Why do arrays within an array, which are the same, not show as the same?

Question

I'm sorry in advance that this code is super messy and inefficient, I am just learning, however I am concerned with one particular problem which I have outlined at the bottom.

The aim of this function is to return every unique array with no repetition of elements, from when every element of ArrTwo is put on the end of each element from arrOne.

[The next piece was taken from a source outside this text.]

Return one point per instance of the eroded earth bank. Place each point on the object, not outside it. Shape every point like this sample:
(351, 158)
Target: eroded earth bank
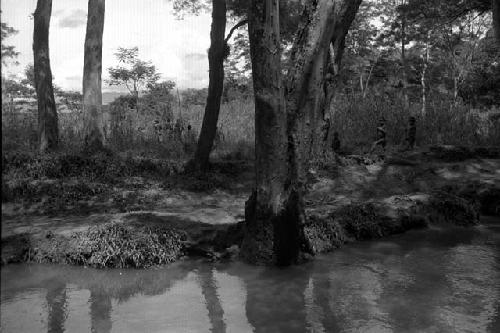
(108, 211)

function multOrdProduct(arrOne,arrTwo){
  let backSet = [];
  let finalSet = [];
  let count = 0;
  let tempArr = new Array(arrOne.length);
  let permArrOne = [];
  let permArrTwo = [];
  let pushed;
  let setPart = [];
  let tempBackSort = [];
  
  for(i=0; i < arrOne.length; i++){
    permArrOne.push(arrOne[i]);
  }
  
  for(i = 0; i < arrOne.length;i++){
    for(j = 0; j < arrTwo.length; j++){

      setPart = permArrOne[i].map( x => x);
      
      setPart.push(arrTwo[j]);
      backSet.push(setPart);
    }
  }

// This makes backSet into the array which has every combination of the two arrays when all elements from arrTwo are put onto each element of arrOne

  console.log(backSet);

  count = 0;
  
  for(z= 0; z < backSet.length - 1; z++){
    backSet[count].sort();
    tempBackSort = [];
    for(k = 0;k < backSet[count].length - 1; k++){
      if(tempBackSort.includes(backSet[count][k])){
        backSet = backSet.filter(arr => (new Set(arr)).size == arr.length);
        kon = 0;
        break;
      } else{
        tempBackSort.push(backSet[count][k]);
        kon = 1
      }
    }

    if(kon===1){
      count++;
    }
    
    backSet[count].sort();
  }

// ^^ This filters out every array within backSet which has multiple of the same element
  
  console.log(backSet);

  let twoTempArr = backSet;

  console.log(backSet[0] === backSet[2]);
  
  return twoTempArr;
  
}

unArray = [[1,2],[1,3],[1,4],[2,3],[2,4],[3,4]]
duArray = [1,2,3,4]

console.log(multOrdProduct(unArray,duArray));




function multOrdProduct(arrOne,arrTwo){
  let backSet = [];
  let finalSet = [];
  let count = 0;
  let tempArr = new Array(arrOne.length);
  let permArrOne = [];
  let permArrTwo = [];
  let pushed;
  let setPart = [];
  let tempBackSort = [];
  
  for(i=0; i < arrOne.length; i++){
    permArrOne.push(arrOne[i]);
  }
  
  for(i = 0; i < arrOne.length;i++){
    for(j = 0; j < arrTwo.length; j++){

      setPart = permArrOne[i].map( x => x);
      
      setPart.push(arrTwo[j]);
      backSet.push(setPart);
    }
  }

// This makes backSet into the array which has every combination of the two arrays when all elements from arrTwo are put onto each element of arrOne

  console.log(backSet);

  count = 0;
  
  for(z= 0; z < backSet.length - 1; z++){
    backSet[count].sort();
    tempBackSort = [];
    for(k = 0;k < backSet[count].length - 1; k++){
      if(tempBackSort.includes(backSet[count][k])){
        backSet = backSet.filter(arr => (new Set(arr)).size == arr.length);
        kon = 0;
        break;
      } else{
        tempBackSort.push(backSet[count][k]);
        kon = 1
      }
    }

    if(kon===1){
      count++;
    }
    
    backSet[count].sort();
  }

// ^^ This filters out every array within backSet which has multiple of the same element
  
  console.log(backSet);

  let twoTempArr = backSet;

  console.log(backSet[0] === backSet[2]);
  
  return twoTempArr;
  
}

unArray = [[1,2],[1,3],[1,4],[2,3],[2,4],[3,4]]
duArray = [1,2,3,4]

console.log(multOrdProduct(unArray,duArray));

The problem which I am having is that console.log(backSet[0] === backSet[2]); does not show true, even though when backSet is printed you can see that the first and third elements are the same. Are arrays within an array not equal if they have been sorted?